Watkins was called to give evidence to the committee because he was in Washington on Jan. 6, 2021, and because of posts on 8kun inciting violence in the lead up to the attack and in the days after the riot.

Watkins described the events of Jan. 6 and the people who took part as “beautiful, wonderful, peaceful and patriotic.” He described the people who violently breached the Capitol and attacked police officers as “ruffians” and as “statistically invisible” compared to the number of people who were peacefully protesting on the day.

“It was a sea of humanity. And we were all friendly. There was no litter on the ground. That was the most thing that I noticed,” Watkins told the committee.

Investigators brought up several posts from 8kun prior to the riot in which users urged people to travel to Washington using violent and racist language. Watkins said none of these posts violated 8kun’s policies on hate speech and would not have been taken down if flagged.

Investigators also flagged a post that was published on 8kun at the same time as the Capitol was first being breached. “Guns are out now. Guns are out. This is now a civil war. Go. Go. Go,” a user wrote.

Watkins admitted this post would have breached the platform’s rules. But he said he was at the Capitol at the time it was posted and didn’t see it, and as it wasn’t reported by any of 8kun’s users it wasn’t deleted.When the committee asked if Watkins would delete it now it was brought to his attention, he said no, as it was a historical document. “I’m not rewriting history,” he told the committee.

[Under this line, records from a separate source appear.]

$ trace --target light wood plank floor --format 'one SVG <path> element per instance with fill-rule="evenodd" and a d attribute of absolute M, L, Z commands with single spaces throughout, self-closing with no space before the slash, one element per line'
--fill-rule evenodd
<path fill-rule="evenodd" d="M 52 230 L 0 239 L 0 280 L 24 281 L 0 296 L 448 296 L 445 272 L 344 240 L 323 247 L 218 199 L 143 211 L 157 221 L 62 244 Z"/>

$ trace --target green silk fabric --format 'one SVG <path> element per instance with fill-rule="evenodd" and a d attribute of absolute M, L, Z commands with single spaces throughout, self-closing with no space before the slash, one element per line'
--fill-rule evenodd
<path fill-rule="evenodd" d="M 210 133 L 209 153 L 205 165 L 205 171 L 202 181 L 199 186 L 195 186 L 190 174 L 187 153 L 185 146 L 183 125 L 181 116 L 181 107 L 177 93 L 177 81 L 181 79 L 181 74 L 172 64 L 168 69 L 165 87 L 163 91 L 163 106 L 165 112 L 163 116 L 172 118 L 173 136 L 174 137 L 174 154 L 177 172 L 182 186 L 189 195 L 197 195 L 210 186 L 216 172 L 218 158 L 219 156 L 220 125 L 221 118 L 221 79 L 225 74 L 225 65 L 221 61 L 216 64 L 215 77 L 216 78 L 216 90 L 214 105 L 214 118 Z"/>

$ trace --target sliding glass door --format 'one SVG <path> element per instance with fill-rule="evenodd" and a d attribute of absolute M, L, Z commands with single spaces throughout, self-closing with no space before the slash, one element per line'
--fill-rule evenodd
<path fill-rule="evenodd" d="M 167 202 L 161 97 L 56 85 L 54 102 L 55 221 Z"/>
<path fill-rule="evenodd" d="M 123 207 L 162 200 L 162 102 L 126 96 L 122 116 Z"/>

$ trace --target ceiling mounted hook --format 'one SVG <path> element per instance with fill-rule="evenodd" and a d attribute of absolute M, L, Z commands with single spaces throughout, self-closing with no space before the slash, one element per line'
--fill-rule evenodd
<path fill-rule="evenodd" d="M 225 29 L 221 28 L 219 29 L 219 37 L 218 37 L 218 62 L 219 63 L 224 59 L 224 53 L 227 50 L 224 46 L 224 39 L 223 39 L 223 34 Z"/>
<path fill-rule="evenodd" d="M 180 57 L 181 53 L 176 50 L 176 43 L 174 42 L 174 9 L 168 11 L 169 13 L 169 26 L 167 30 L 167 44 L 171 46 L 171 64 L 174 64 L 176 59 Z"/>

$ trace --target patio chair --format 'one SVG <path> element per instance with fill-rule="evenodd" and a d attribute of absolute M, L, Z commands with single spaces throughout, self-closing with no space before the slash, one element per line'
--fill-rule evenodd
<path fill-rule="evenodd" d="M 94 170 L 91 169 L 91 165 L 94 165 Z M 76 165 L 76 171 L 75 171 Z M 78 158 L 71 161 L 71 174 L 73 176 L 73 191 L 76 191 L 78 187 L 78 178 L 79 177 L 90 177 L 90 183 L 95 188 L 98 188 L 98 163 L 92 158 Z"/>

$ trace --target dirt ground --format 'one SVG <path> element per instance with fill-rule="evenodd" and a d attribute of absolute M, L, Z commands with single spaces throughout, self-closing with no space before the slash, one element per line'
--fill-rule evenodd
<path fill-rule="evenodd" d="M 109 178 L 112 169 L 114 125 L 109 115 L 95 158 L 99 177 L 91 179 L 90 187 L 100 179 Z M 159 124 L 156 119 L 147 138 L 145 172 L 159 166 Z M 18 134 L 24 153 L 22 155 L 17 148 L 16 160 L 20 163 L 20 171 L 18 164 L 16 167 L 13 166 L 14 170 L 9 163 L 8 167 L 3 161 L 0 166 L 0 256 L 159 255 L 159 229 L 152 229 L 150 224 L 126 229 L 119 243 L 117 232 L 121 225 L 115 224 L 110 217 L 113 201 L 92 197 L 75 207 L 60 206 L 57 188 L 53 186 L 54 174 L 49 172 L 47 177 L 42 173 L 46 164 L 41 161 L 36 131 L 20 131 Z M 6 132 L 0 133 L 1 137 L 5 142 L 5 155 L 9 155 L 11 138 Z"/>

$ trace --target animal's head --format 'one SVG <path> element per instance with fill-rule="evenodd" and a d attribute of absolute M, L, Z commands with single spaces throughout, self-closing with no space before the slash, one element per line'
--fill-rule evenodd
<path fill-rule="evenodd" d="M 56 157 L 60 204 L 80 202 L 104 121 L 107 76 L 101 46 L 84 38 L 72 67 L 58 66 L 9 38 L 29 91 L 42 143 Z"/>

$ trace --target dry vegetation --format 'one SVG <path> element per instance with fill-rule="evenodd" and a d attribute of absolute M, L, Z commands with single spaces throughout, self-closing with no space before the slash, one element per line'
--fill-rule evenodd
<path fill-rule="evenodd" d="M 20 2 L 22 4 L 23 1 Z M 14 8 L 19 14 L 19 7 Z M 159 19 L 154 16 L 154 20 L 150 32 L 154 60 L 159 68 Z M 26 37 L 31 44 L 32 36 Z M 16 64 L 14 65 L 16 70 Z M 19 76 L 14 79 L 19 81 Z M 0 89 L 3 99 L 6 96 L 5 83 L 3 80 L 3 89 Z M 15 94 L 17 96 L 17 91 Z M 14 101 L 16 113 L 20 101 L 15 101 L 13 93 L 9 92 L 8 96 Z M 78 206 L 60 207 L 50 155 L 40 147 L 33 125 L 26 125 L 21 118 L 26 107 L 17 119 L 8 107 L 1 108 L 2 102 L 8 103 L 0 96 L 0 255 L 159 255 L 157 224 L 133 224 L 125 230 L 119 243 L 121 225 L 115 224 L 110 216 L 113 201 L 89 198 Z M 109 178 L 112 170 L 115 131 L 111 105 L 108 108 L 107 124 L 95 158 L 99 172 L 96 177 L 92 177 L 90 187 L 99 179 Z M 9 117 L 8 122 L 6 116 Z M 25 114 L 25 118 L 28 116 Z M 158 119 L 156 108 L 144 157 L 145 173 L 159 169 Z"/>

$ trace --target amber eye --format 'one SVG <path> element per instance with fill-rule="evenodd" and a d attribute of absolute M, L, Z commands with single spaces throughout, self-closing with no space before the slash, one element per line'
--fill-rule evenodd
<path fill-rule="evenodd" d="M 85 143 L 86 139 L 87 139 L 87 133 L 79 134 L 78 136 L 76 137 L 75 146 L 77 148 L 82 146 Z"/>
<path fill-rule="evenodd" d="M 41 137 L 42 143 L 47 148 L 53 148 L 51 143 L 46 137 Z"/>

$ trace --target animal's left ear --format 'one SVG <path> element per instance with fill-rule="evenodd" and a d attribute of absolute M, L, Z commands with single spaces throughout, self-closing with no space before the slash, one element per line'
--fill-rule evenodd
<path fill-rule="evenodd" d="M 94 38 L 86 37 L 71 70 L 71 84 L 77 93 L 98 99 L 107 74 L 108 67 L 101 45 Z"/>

Investigators also flagged posts in the days after the riot that included further calls for violence around the inauguration of President Joe Biden. One threat read:

“Do not come on the 17th if you are not ready to die. This will end in bloodshed. If you are not willing to give your life for the Constitution and for the good of the future, then do not show up. The gloves are off. This isn’t about Trump anymore. This is about justice and freedom for all the rights of American citizens. And Twitter? We have a special surprise in store for Jack [Dorsey].”

Again Watkins admitted this post would have been deleted if someone had reported it at the time, but it wasn’t.